This alone would be enough to guarantee most labels a place within our list, but the rest of their output has been pushing musical boundaries all year, with FaltyDL’s garage and broken beat influenced You Stand Uncertain and the synth funk of Boxcutter’s underrated The Dissolve offering further delights. But the release of Anti-G’s Presents ‘Kentje’sz Beats’, an album by an artist working within the “Bubbling” scene (an obscure branch of Dutch dancehall) perhaps sums up what Planet Mu do best: fearlessly releasing the kind of records that fly in the face of genre trends with the kind of conviction that few would have the courage to do.
To assess Clone’s legacy in this year or any other, it’s first necessary to break down the releases on each branch of the Dutch imprint’s sprawling list of sub-labels. Our current favourite, the Basement Series, released 12”s from Mike Dehnert, Dexter, Untold and Blawan this year – the latter two felt particularly vital as they cross-fertilised the world of UK bass with the less risible side of Dutch house sound (Bok Bok’s collaboration with Tom Trago being the other notable example this year).
Meanwhile the deep house-focused Royal Oak series had six releases to its name, with the Whitney Houston sampling Genius Of Time 12” arguably the pick of that particular bunch. The electro-tinged Crown Ltd series saw two excellent releases from the mercurial Erik Travis and one memorable drop from Dexter; the Jack For Daze sub-label added two more releases to its discography (from Murphy Jax and the mysterious T Trax), the Loft Supreme series remained dormant, and on the Clone Classic Cuts wing there was the small matter of the first instalment in the Drexciya reissue series. Perhaps the greatest coup of all electronic music reissues to surface in recent years, Journey Of The Deep Sea Dweller Part 1 boasts remastered tracks from the fabled Detroit outfit’s early years, and is one of those rare compilations that is essential for long standing obsessives and intrigued newcomers alike. Finally, there were two releases on the West Coast series (both from Versalife) and the 1999 collaboration between DJ Deep and Jovonn was reissued on the Clone Club Series imprint, all of which equates to nothing less than a monumental year.

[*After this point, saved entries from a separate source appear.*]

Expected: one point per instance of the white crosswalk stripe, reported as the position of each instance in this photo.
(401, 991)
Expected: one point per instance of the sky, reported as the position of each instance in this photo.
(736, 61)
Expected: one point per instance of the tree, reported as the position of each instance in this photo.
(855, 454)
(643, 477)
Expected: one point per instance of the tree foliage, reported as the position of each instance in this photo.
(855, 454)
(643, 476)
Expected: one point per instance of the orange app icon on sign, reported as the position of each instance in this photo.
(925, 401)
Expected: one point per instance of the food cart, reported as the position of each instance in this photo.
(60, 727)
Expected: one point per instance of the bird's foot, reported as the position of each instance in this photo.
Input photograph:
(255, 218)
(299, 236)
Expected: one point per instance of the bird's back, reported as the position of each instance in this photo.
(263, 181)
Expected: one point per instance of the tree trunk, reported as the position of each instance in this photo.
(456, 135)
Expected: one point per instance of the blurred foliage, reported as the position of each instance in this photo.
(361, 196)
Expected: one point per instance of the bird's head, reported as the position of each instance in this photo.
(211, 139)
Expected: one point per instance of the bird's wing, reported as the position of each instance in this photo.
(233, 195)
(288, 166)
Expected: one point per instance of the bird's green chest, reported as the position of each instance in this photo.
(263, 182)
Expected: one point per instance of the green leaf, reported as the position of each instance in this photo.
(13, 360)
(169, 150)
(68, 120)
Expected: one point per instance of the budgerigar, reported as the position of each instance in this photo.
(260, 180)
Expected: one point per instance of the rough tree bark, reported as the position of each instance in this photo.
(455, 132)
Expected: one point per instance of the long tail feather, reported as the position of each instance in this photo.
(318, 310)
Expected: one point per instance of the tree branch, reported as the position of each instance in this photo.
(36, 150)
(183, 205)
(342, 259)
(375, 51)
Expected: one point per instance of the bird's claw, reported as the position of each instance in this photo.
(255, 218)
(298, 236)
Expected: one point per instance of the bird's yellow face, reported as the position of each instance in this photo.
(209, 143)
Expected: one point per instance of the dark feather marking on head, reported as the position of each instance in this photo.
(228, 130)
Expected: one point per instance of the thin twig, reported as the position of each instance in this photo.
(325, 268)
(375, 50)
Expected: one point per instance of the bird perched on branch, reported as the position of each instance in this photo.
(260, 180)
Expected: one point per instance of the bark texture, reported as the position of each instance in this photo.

On the surface, the similarities between Clone and Amsterdam based Rush Hour are obvious: two Dutch empires based on a single, humble record store, expanded to include an army of labels and sub-labels and healthy reissue and distribution wings. Both empires are now undoubtedly leading the way when it comes to running a lean operation in a post-glory days era for electronic music. It may have all come together for Clone in 2011, and their status as our number one label is richly deserved, but don’t be tricked into thinking this is a one-off: the label has been at the top of its game for years now and shows no signs of letting up.